Xenon headlights are high intensity discharge (HID) lighting systems. These HIDs incorporate a xenon headlight bulb that uses xenon gas to create light. More or less gas inside the bulb will dictate the color temperature of the bulb and could range in a wide variety of colors, depending on the technology of the manufacturer. Many new model cars have HID lighting systems as standard equipment and are a better alternative to the once-standard halogen lamps. While it is true that xenon bulbs have a longer service life than conventional halogen lamps, variances in the quality of each part or improper installation could cause a xenon bulb to fail.
Buying a Xenon Bulb
Before you purhase a bulb for a xenon headlight, check your vehicle warranty for appropriate coverage of the damaged or faulty part. Conversion kits also offer a limited warranty on HID products and should be consulted if the xenon bulb fails within the warranty period.
Determine the color temperature of the old bulb when buying new xenon bulbs. This would also be an appropriate time to upgrade to a different color bulb, because it is better to replace two bulbs at the same time. Have the entire system checked for proper wiring and polarity procedures before installing new bulbs, because faulty sockets, wiring and ballasts could contribute to shorter bulb life. Remember to order the same kind of bulb as your existing xenon bulb.
When deciding to upgrade to a different colored bulb in your purchase, take into account the various laws in your state and check whether the color of the bulb conforms to safety rules and regulations. Driving environment should also be considered, as a yellowish beam yields better results in foggy and rainy conditions.
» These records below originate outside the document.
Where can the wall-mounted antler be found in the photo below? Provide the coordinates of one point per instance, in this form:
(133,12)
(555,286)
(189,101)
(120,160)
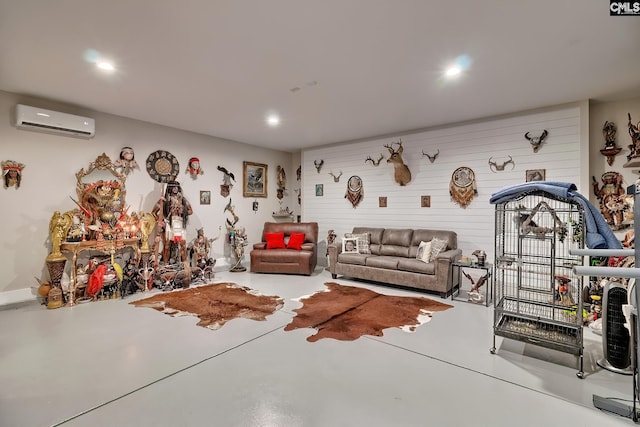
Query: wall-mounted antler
(401,174)
(536,141)
(374,162)
(336,178)
(432,158)
(499,168)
White and bluish white bulbs are best reserved for off road conditions but are appropriate to use in normal driving as well. Be aware that white beams (5,000 to 6,000K color temperature) present visibility problems on asphalt roads, especially in the rain.
There are a variety of colors you can choose from. The lights are given Kelvin ratings.
- 3000K: A yellow tint which is generally used as fog lights
- 4300K: The OEM color you find on most vehicles that have factory made HID
- 6000K: This is similar to the OEM color, but it has a far whiter tint
- 8000K: A little bit of a blue tint
- 10000K: A lot like the 8000K, but is just a little bit darker blue
- 12000K: A deep blue tint
- 30000K: An exotic purple tint
Changing a Xenon Bulb
Always handle bulbs with care. Never touch the glass part of the bulb with your bare hands, because oil from fingerprints might cause the glass to explode when heated or might cause unsightly condensation in your headlights. Clean the glass surface of the bulb with alcohol in the event of an oil stain.
Only remove the protective casing of the bulb when it is ready to be installed. The protective casing is there for a purpose, as severe vibration or shock might be harmful or destructive to the performance of the xenon bulb. It also prevents contamination of the glass that may also be detrimental to performance.
Changing a xenon bulb is a simple procedure but when in doubt, consult with a knowledgeable friend or expert mechanic for advice on proper installation. Do not forget to aim the beam after changing the xenon bulb, because mild differences may have occurred in the process of installation. A few degrees may mean the difference between proper distribution of light and blinding other drivers on the road. As an exercise of courtesy among other road users, have your headlights angled and adjusted to proper specifications as indicated in the preventive maintenance schedule of your vehicle.